Ok, I merged it. Enjoy.

On Tuesday, June 14, 2016 at 8:53:26 PM UTC+2, jean-pierre both wrote:
>
> Hi,
>
> The fix is really great, thank you for the analysis and the fix.
> Thanks you
>
> Le lundi 13 juin 2016 20:19:26 UTC+2, Kristoffer Carlsson a écrit :
>>
>> Please try https://github.com/JuliaStats/Distances.jl/pull/44
>>
>> On Monday, June 13, 2016 at 8:14:01 PM UTC+2, Mauro wrote:
>>>
>>> > function myjaccard2(a::Array{Float64,1}, b::Array{Float64,1}) 
>>> >     num = 0. 
>>> >     den = 0. 
>>> >     for I in 1:length(a) 
>>> >         @inbounds ai = a[I] 
>>> >         @inbounds bi = b[I] 
>>> >         num = num + min(ai,bi) 
>>> >         den = den + max(ai,bi) 
>>> >     end 
>>> >     1. - num/den 
>>> > end 
>>> > 
>>> > 
>>> > 
>>> > function testDistances2(v1::Array{Float64,1}, v2::Array{Float64,1}) 
>>> >     for i in 1:50000 
>>> >         myjaccard2(v1,v2) 
>>> >     end 
>>> > end 
>>>
>>> I recommend using the values returned for something, otherwise the 
>>> compiler sometimes eliminates the loop (but not here): 
>>>
>>> julia> function testDistances2(v1::Array{Float64,1}, 
>>> v2::Array{Float64,1}) 
>>>            out = 0.0 
>>>            for i in 1:50000 
>>>                out += myjaccard2(v1,v2) 
>>>            end 
>>>            out 
>>>        end 
>>>
>>> > @time testDistances2(v1,v2) 
>>> > machine   3.217329 seconds (200.01 M allocations: 2.981 GB, 19.91% gc 
>>> time) 
>>>
>>> I cannot reproduce this, when I run it I get no allocations: 
>>>
>>> julia> v2 = rand(10^4); 
>>>
>>> # warm-up 
>>> julia> @time testDistances2(v1,v2) 
>>>   3.604478 seconds (8.15 k allocations: 401.797 KB, 0.42% gc time) 
>>> 24999.00112162811 
>>>
>>> julia> @time testDistances2(v1,v2) 
>>>   3.647563 seconds (5 allocations: 176 bytes) 
>>> 24999.00112162811 
>>>
>>> What version of Julia are you running.
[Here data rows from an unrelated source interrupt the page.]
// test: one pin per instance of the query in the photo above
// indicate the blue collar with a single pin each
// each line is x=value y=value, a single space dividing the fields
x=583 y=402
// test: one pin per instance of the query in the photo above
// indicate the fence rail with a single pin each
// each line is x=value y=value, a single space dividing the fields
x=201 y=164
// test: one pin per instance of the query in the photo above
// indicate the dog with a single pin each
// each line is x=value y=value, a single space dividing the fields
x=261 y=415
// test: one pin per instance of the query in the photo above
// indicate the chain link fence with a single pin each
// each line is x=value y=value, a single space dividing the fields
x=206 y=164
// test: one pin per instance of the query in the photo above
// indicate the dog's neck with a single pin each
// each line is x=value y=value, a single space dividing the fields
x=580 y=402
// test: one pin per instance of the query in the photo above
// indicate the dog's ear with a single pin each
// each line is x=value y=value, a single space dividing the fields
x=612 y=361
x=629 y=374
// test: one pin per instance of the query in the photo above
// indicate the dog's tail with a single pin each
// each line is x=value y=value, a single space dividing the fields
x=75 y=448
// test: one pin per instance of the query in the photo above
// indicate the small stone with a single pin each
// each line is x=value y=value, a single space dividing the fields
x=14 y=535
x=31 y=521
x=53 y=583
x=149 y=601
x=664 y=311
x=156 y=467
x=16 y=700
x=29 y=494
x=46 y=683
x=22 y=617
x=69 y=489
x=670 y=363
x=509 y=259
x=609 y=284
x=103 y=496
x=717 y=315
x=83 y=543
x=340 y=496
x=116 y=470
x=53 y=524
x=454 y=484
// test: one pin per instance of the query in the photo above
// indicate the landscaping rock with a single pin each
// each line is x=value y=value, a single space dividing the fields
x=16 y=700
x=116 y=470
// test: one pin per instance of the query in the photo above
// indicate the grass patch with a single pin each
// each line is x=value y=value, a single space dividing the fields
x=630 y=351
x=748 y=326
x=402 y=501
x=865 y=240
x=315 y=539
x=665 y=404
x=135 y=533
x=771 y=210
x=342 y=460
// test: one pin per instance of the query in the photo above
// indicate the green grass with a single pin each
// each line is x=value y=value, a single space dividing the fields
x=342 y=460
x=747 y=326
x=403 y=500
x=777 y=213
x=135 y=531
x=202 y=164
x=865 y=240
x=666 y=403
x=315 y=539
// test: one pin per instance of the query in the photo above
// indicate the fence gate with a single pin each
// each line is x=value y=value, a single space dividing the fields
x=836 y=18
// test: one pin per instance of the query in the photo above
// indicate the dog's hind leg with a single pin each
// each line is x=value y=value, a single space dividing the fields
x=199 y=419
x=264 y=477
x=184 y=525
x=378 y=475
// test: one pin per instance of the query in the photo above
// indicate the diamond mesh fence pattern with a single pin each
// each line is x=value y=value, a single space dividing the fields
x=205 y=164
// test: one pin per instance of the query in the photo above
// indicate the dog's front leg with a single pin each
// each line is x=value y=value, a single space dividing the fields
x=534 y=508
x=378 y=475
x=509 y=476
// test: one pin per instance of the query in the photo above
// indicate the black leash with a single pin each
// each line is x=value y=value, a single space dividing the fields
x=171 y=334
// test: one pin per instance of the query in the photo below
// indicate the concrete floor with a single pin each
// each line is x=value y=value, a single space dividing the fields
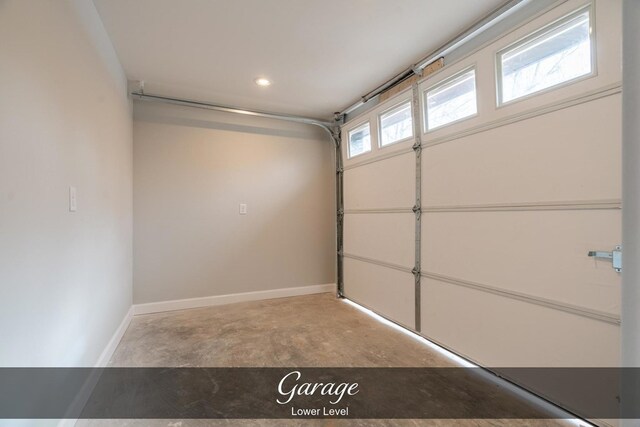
x=307 y=331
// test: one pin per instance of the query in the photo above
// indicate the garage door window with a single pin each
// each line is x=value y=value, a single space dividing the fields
x=559 y=53
x=396 y=125
x=360 y=140
x=452 y=100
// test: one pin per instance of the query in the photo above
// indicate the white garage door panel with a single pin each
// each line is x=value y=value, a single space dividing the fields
x=384 y=184
x=568 y=155
x=383 y=237
x=520 y=334
x=538 y=253
x=386 y=291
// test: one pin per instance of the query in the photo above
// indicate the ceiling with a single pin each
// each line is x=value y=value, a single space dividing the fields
x=321 y=55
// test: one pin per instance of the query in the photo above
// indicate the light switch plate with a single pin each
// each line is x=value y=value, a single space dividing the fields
x=73 y=199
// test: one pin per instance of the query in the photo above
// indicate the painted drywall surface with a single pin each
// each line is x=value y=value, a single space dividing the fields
x=65 y=120
x=192 y=169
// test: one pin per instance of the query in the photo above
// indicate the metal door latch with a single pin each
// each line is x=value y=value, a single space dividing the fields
x=615 y=256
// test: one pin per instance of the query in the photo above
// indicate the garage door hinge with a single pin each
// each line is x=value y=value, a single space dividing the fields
x=615 y=256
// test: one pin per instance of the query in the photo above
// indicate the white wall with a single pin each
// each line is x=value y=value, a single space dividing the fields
x=192 y=169
x=65 y=278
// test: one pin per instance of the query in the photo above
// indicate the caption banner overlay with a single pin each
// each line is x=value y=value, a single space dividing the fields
x=306 y=393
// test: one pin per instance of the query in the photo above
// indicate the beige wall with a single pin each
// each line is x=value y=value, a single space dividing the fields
x=65 y=120
x=192 y=169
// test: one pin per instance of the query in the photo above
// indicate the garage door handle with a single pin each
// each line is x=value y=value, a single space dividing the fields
x=615 y=256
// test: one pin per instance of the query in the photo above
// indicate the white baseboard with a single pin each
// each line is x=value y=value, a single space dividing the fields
x=82 y=397
x=182 y=304
x=115 y=340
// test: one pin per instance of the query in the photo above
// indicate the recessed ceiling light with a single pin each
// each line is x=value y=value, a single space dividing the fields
x=261 y=81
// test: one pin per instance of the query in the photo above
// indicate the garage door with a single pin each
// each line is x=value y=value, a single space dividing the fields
x=518 y=179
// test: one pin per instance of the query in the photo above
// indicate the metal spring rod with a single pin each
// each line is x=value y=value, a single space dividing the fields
x=479 y=27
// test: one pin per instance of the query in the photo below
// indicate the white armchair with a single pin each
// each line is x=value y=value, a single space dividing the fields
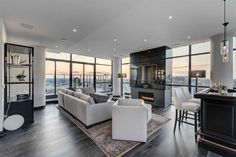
x=129 y=119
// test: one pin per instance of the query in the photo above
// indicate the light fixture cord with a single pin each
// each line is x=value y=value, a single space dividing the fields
x=224 y=23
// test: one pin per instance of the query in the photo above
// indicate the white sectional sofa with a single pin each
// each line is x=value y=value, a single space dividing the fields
x=129 y=119
x=83 y=107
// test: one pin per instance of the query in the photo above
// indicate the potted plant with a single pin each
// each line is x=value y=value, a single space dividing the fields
x=21 y=77
x=77 y=82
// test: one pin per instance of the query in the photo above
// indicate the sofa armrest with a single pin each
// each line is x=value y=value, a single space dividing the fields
x=129 y=123
x=99 y=112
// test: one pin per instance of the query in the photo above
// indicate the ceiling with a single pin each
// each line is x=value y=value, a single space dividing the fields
x=99 y=22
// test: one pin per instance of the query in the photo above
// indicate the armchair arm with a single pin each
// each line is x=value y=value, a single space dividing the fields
x=129 y=123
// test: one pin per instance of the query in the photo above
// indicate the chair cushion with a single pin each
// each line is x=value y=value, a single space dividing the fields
x=70 y=92
x=198 y=101
x=63 y=90
x=77 y=94
x=149 y=107
x=88 y=90
x=99 y=98
x=190 y=106
x=130 y=102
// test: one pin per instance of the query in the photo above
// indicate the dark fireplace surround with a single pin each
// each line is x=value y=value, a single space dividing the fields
x=146 y=96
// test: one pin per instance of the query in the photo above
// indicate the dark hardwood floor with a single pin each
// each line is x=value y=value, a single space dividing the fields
x=53 y=135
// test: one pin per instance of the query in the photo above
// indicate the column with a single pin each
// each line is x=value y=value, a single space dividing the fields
x=116 y=80
x=220 y=71
x=3 y=38
x=39 y=76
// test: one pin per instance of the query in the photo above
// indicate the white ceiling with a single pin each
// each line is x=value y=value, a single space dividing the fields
x=100 y=21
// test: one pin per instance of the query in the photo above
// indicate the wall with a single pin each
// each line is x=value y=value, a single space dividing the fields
x=220 y=71
x=3 y=39
x=116 y=80
x=39 y=76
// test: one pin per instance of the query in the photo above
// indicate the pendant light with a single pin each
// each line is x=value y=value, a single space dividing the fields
x=224 y=46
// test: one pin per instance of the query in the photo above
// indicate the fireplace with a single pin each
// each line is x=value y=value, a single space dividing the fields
x=146 y=96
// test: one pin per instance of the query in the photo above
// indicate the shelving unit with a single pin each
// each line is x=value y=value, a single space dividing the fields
x=19 y=81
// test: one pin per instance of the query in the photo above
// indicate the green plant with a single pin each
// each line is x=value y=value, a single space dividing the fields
x=21 y=76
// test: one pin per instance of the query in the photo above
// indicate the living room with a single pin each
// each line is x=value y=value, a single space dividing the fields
x=118 y=78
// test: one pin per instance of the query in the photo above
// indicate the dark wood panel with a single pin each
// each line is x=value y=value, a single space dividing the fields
x=219 y=119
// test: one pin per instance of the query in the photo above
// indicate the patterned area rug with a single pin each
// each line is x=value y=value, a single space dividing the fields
x=101 y=134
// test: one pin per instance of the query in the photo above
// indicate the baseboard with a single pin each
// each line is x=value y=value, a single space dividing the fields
x=39 y=107
x=2 y=134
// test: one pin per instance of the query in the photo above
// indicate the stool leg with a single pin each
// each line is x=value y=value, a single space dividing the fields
x=176 y=117
x=183 y=115
x=186 y=115
x=180 y=117
x=195 y=126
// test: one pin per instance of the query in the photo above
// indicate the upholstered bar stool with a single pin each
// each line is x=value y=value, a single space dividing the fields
x=181 y=105
x=189 y=98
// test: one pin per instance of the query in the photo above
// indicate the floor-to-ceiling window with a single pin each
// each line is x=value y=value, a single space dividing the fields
x=57 y=72
x=63 y=70
x=126 y=70
x=187 y=58
x=50 y=77
x=103 y=75
x=234 y=61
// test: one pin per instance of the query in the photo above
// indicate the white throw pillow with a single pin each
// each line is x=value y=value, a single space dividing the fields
x=130 y=102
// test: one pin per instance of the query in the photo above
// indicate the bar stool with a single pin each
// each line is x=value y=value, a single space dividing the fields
x=181 y=104
x=189 y=98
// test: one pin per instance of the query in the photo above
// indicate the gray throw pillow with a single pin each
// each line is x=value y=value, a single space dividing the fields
x=88 y=90
x=99 y=98
x=87 y=98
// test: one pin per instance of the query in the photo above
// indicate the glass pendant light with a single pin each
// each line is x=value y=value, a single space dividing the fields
x=224 y=45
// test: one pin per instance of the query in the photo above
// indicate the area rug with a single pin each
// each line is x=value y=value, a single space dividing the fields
x=101 y=134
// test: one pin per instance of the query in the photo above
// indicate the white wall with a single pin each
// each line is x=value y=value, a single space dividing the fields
x=39 y=76
x=3 y=39
x=116 y=80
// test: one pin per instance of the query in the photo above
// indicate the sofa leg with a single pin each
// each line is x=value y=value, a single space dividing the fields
x=195 y=125
x=180 y=117
x=176 y=117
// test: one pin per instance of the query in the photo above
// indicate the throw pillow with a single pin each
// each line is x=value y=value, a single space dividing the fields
x=130 y=102
x=88 y=90
x=99 y=98
x=87 y=98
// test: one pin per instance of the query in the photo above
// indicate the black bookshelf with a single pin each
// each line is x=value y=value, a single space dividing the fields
x=19 y=81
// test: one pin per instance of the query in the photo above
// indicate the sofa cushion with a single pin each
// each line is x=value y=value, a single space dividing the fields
x=70 y=92
x=63 y=90
x=99 y=98
x=87 y=98
x=88 y=90
x=130 y=102
x=77 y=94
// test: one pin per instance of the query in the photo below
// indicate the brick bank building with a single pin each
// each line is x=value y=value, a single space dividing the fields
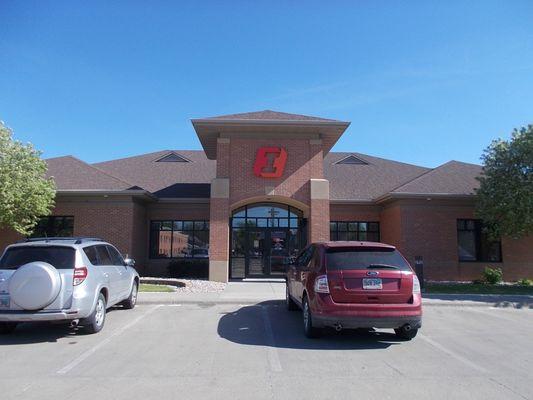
x=265 y=185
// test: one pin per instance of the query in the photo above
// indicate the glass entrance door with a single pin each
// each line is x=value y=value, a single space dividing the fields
x=268 y=252
x=264 y=236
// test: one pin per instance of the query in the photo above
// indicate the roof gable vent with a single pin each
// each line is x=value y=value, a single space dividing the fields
x=172 y=157
x=351 y=159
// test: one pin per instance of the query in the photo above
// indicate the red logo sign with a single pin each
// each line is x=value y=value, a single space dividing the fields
x=274 y=165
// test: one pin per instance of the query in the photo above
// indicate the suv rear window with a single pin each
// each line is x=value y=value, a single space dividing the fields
x=365 y=258
x=59 y=256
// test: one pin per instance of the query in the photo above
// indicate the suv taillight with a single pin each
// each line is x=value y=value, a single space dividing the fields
x=79 y=275
x=321 y=284
x=416 y=284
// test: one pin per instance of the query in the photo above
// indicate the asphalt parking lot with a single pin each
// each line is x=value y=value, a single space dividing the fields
x=218 y=351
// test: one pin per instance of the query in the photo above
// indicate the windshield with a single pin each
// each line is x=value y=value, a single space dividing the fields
x=365 y=258
x=58 y=256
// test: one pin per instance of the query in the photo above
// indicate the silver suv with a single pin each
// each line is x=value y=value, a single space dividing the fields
x=64 y=279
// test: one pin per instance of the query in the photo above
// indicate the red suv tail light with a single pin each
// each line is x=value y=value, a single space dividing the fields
x=321 y=284
x=79 y=275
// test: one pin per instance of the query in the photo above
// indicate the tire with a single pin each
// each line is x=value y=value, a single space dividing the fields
x=95 y=322
x=7 y=327
x=404 y=334
x=309 y=330
x=130 y=302
x=291 y=305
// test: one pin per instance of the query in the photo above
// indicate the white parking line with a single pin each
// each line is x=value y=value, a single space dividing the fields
x=273 y=358
x=78 y=360
x=452 y=354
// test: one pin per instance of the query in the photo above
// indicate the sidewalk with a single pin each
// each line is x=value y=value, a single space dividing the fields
x=257 y=292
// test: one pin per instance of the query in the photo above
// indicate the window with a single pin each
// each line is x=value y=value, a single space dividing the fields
x=90 y=252
x=61 y=257
x=362 y=258
x=103 y=255
x=54 y=226
x=354 y=230
x=116 y=258
x=474 y=244
x=179 y=239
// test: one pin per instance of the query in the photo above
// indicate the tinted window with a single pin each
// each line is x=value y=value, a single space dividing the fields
x=58 y=256
x=363 y=258
x=304 y=259
x=103 y=256
x=90 y=252
x=54 y=226
x=116 y=258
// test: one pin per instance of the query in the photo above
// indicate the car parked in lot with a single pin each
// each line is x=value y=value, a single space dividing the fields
x=354 y=285
x=64 y=279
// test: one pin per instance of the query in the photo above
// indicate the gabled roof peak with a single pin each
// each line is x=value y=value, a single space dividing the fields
x=351 y=159
x=267 y=115
x=172 y=156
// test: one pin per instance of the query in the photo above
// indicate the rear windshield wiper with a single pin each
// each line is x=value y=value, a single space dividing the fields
x=377 y=266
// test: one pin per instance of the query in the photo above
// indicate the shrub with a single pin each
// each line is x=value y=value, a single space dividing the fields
x=493 y=275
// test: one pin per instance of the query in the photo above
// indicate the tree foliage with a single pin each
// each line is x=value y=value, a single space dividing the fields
x=505 y=195
x=25 y=192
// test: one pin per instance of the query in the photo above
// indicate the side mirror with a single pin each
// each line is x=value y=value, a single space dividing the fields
x=129 y=262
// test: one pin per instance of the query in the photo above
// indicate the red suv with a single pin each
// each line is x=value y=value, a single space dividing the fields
x=355 y=285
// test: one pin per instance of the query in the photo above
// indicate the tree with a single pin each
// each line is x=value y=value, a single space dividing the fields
x=25 y=192
x=505 y=195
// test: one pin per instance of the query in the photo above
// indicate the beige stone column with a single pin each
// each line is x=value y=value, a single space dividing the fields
x=219 y=230
x=319 y=212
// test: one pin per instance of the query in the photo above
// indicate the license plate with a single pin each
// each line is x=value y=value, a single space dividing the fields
x=4 y=301
x=372 y=283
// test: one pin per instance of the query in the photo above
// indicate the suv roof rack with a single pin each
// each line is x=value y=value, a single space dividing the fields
x=77 y=240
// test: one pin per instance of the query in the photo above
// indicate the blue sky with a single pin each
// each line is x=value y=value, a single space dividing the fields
x=422 y=82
Me 0.4.5. 
>>>
>>> > function myjaccard5(a::Array{Float64,1}, b::Array{Float64,1}) 
>>> >     num = 0. 
>>> >     den = 0. 
>>> >     for I in 1:length(a) 
>>> >         @inbounds ai = a[I] 
>>> >         @inbounds bi = b[I] 
>>> >         abs_m = abs(ai-bi) 
>>> >         abs_p = abs(ai+bi) 
>>> >         num += abs_p - abs_m 
>>> >         den += abs_p + abs_m 
>>> >     end 
>>> >     1. - num/den 
>>> > end 
>>> > 
>>> > 
>>> > function testDistances5(a::Array{Float64,1}, b::Array{Float64,1}) 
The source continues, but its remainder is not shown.